Eigentlich ist Punk ja furchtbar konservativ. Drei Akkorde und das war es dann. Keine Soli, keine Erweiterung, kein Verschmelzen mit anderen musikalischen Einflüssen, immer nur Gitarrenkrach im immer gleichen Tempo. Dass sich dieses Genre auch anders denken lässt, dass man die engen Grenzen erweitern kann, ohne das radikale Gedankengut der ursprünglichen Do-It-Yourself-Bewegung aus dem Blick zu verlieren. Für diesen Ansatz steht US-Gitarrist Ian MacKaye.
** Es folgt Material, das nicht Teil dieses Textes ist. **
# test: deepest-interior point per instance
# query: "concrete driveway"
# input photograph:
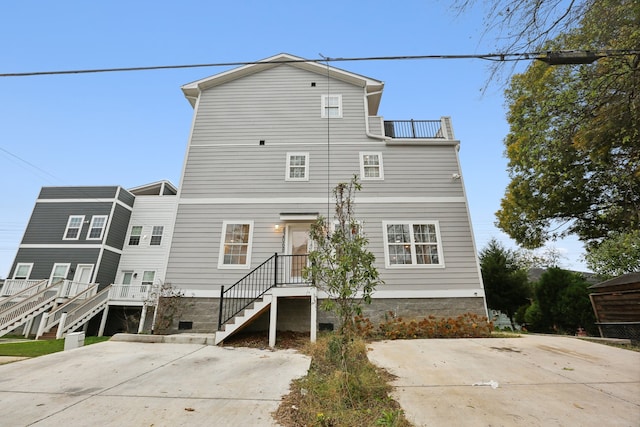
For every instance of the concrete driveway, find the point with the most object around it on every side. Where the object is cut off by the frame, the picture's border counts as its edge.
(148, 384)
(527, 381)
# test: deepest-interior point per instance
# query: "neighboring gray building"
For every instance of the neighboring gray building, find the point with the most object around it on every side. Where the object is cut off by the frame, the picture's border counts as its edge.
(74, 233)
(267, 143)
(86, 249)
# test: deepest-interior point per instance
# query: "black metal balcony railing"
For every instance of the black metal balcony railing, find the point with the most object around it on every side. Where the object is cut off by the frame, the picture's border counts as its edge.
(413, 129)
(275, 271)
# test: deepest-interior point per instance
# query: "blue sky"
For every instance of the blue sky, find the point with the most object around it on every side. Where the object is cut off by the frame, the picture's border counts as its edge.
(132, 128)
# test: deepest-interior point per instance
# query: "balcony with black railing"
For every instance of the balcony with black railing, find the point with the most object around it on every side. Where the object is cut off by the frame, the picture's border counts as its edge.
(278, 270)
(414, 129)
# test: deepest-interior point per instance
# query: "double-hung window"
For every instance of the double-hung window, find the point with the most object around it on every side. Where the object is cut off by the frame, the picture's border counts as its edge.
(96, 229)
(23, 271)
(134, 236)
(156, 235)
(331, 106)
(235, 244)
(74, 226)
(297, 167)
(371, 166)
(412, 244)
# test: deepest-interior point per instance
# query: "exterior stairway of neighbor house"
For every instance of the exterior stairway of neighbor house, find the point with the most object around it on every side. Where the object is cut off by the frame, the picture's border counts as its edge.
(27, 304)
(74, 313)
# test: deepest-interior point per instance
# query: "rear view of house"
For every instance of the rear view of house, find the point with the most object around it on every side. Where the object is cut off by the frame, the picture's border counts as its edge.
(268, 142)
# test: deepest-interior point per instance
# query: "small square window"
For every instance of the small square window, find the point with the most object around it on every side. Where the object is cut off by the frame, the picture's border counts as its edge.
(331, 106)
(371, 166)
(297, 167)
(156, 235)
(74, 226)
(134, 237)
(96, 229)
(23, 271)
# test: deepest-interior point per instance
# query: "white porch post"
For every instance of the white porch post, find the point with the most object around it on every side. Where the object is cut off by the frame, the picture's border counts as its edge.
(273, 319)
(43, 323)
(103, 322)
(27, 327)
(314, 314)
(143, 317)
(63, 320)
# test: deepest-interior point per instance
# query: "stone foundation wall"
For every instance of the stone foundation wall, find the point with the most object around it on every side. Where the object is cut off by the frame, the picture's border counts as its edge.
(294, 313)
(199, 313)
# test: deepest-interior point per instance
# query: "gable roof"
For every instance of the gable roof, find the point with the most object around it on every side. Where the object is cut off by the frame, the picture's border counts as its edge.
(159, 188)
(625, 279)
(373, 87)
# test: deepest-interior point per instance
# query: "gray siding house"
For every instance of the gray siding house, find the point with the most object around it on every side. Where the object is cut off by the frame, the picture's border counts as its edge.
(86, 249)
(268, 142)
(74, 233)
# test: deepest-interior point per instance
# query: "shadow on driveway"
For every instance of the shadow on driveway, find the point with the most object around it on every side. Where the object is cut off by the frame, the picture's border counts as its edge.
(528, 381)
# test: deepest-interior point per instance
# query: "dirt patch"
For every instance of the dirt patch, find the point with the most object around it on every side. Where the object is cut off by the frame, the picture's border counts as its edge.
(284, 340)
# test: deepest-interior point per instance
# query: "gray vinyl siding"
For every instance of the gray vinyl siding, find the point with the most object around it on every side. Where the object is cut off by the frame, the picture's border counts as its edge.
(125, 197)
(225, 161)
(108, 268)
(43, 259)
(49, 221)
(118, 228)
(259, 171)
(278, 104)
(196, 243)
(108, 192)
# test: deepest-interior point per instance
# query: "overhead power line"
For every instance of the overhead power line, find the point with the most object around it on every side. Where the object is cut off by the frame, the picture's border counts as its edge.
(544, 56)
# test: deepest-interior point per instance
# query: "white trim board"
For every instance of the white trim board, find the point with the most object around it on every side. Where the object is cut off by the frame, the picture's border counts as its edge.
(313, 200)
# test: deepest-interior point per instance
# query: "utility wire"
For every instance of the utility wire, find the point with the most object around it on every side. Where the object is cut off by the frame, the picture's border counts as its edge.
(489, 57)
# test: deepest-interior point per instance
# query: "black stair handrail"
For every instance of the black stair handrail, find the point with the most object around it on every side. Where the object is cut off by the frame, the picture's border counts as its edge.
(274, 271)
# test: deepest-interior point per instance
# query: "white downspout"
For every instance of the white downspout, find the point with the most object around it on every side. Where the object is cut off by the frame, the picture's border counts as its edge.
(366, 119)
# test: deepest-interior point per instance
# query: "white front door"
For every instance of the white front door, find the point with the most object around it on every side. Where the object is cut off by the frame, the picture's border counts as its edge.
(297, 245)
(127, 277)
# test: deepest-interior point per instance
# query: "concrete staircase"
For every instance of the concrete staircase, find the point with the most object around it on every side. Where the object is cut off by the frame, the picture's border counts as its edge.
(249, 314)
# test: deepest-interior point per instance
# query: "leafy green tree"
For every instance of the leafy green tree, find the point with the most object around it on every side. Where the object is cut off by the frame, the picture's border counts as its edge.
(562, 303)
(574, 140)
(618, 254)
(505, 280)
(340, 264)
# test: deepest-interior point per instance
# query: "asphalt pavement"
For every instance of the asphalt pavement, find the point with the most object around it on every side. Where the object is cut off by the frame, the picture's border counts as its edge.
(527, 381)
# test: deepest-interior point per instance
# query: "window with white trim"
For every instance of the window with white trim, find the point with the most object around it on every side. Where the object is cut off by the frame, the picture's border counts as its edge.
(22, 271)
(156, 235)
(134, 236)
(371, 166)
(412, 244)
(148, 277)
(297, 167)
(331, 106)
(59, 273)
(235, 244)
(96, 229)
(74, 226)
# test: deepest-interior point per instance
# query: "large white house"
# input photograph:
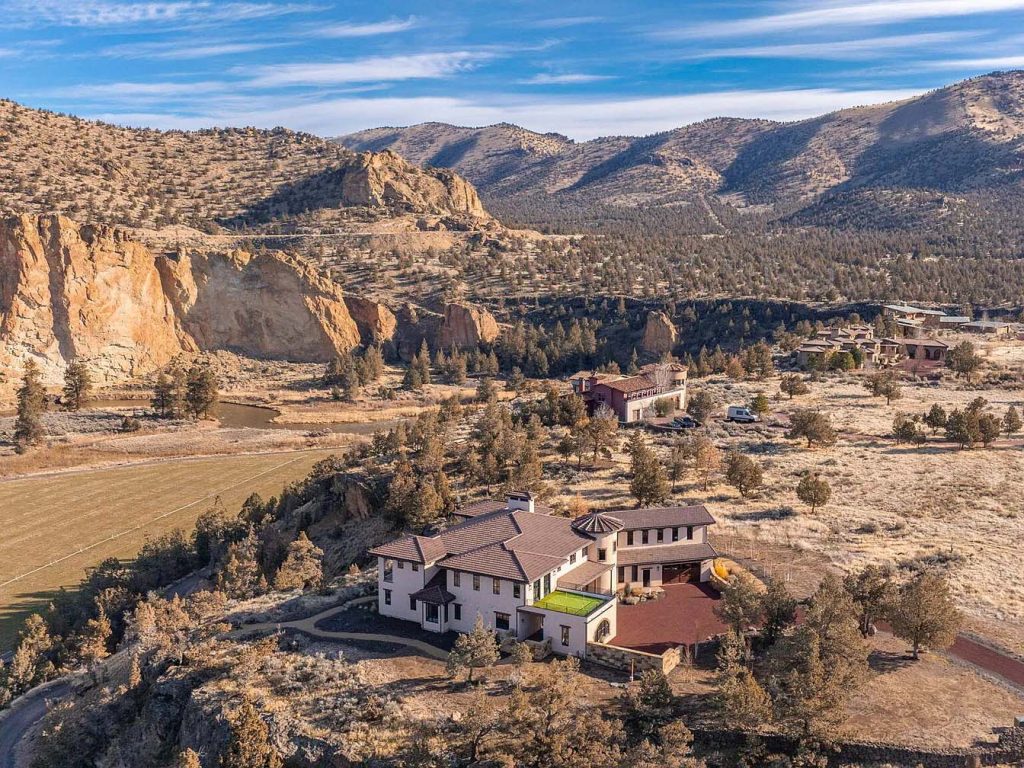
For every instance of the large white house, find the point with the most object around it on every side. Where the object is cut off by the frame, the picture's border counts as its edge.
(537, 576)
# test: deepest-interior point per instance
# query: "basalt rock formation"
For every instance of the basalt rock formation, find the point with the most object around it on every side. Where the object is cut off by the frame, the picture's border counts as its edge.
(72, 291)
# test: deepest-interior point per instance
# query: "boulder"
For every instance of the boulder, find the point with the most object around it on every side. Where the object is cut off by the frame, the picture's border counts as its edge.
(467, 326)
(659, 334)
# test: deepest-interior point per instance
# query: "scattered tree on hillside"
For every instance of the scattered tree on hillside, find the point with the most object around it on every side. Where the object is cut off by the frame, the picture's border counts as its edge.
(793, 385)
(303, 566)
(742, 472)
(1012, 422)
(812, 426)
(29, 428)
(924, 613)
(473, 650)
(78, 385)
(813, 491)
(963, 359)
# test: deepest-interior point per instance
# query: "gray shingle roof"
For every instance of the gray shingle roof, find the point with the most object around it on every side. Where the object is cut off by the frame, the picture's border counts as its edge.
(666, 553)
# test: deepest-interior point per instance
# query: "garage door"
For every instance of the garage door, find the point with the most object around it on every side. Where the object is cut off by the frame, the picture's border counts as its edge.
(680, 572)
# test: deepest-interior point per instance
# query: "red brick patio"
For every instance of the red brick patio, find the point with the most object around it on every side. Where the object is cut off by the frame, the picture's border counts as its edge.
(685, 615)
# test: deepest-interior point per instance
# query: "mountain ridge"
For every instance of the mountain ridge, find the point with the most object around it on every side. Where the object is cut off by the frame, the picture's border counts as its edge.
(976, 127)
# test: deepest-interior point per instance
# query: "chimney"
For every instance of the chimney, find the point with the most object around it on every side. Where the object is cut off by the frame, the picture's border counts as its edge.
(521, 501)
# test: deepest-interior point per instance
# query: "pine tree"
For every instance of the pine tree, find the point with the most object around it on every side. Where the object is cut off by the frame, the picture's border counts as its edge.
(201, 390)
(302, 567)
(78, 385)
(29, 428)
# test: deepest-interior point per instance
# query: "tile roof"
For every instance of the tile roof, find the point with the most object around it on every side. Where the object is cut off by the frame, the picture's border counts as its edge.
(666, 553)
(664, 517)
(507, 544)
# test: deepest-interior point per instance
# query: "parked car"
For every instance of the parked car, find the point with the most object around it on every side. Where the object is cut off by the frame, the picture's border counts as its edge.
(685, 422)
(741, 415)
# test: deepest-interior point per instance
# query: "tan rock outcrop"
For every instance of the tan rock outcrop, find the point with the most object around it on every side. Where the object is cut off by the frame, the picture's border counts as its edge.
(264, 305)
(70, 291)
(386, 179)
(659, 334)
(377, 324)
(467, 326)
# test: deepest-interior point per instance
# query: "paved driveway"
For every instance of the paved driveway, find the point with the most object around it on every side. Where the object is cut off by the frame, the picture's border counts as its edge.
(684, 616)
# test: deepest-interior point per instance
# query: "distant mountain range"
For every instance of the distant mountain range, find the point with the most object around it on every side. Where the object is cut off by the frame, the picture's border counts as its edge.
(913, 161)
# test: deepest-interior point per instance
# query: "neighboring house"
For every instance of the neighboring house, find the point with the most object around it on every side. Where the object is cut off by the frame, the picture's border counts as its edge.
(815, 352)
(912, 316)
(537, 577)
(632, 397)
(993, 328)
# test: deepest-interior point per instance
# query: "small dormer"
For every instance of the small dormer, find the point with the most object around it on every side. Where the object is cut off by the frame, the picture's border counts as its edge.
(521, 501)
Der 58-Jährige aus Washington, D.C. hat zu Beginn der Achtzigerjahre mit Bands wie Minor Threat und Fugazi für frischen Wind gesorgt in Punk und Hardcore. Als Mitglied von Coriky, seinem neuen Trio, zeigt er, dass dieser Ansatz nach wie vor zählt.
 
MacKaye ist, man kann es nicht anders sagen, ein Purist. Er spielt Elektro-Gitarre, verwendet aber keine der sonst üblichen Effektgeräte. Mit Amy Farina, seiner Frau am Schlagzeug und am Gesangsmikro, sowie Joe Lally, einem ehemaligen Fugazi-Bassisten, hat er ein Trio namens Coriky gegründet. Die Songs des Debuts sind alles andere als langweilig. Kurz und knapp, auf den Punkt, voller rasanter Riffs, aber auch mit ruhigen, lyrischen Teilen. Auf leise folgt laut, Stop and Go-Teile wechseln ab mit groovigen Passagen. Mal singt MacKaye, dann wieder seine Frau oder beide. Höchst – Achtung, es folgt ein altmodischer Begriff – originell!
 
Die Songtexte kreisen um politische Inhalte. In "Clean Kill" etwa geißelt MacKaye den Umstand, dass sogenannte Tötungen per Drohne alles andere als moralisch unbedenklich sind: "It’s a clean kill, but it’s not clean", moniert er. Und weiter: "Never enough soap and water."
 
MacKaye stammt aus einer Journalistenfamilie. Sein Vater arbeitete für die Washington Post als Reporter im Weißen Haus. Die Eltern waren liberal, ihren Kinder ließen sie so viel Freiheiten wie möglich. MacKaye wurde, als er in Bands spielte, zum Straight Edge-Punk. Das bedeutet: keine Drogen, kein Tabak oder Alkohol, kein wahlloser Sex, überhaupt kein stumpfer, hohler Konsum. Zudem ist MacKaye Vegetarier.
 
Konzert-Tickets dürfen für ihn nicht mehr als 30 Dollar kosten. Zeitschriften wie dem Rolling Stone gibt er keine Interviews, weil sie Werbeanzeigen der Tabakindustrie schalten. Mittlerweile, scherzt MacKaye, sei er jedoch milde geworden. Er trinke jetzt sogar ab und zu mit Zucker gesüßten Eistee. Sprecher der Straight Edge-Bewegung, der auch sein alter Schulfreund, Hardcore-Ikone Henry Rollins angehört, will er jedoch nicht sein. Darauf pfeife er, sagt MacKaye. Er habe darüber vor langer Zeit einen Song geschrieben, das sei alles, mehr müsse dazu nicht gesagt werden.
 

Coriky jedenfalls ist mehr als ein erfreuliches Lebenszeichen der Independent-Szene aus Washington, D.C.. Man muss mit ihnen rechnen, mit solchen basisdemokratischen Radikalen und Punk-Künstler*Innen, auch im Trump-Amerika. Das Album umfasst zwar nur eine gute halbe Stunde Musik, aber die hat es in sich – Nachrichten aus einem politisch hellwachen Amerika, musikalisch nicht unter Niveau aufbereitet.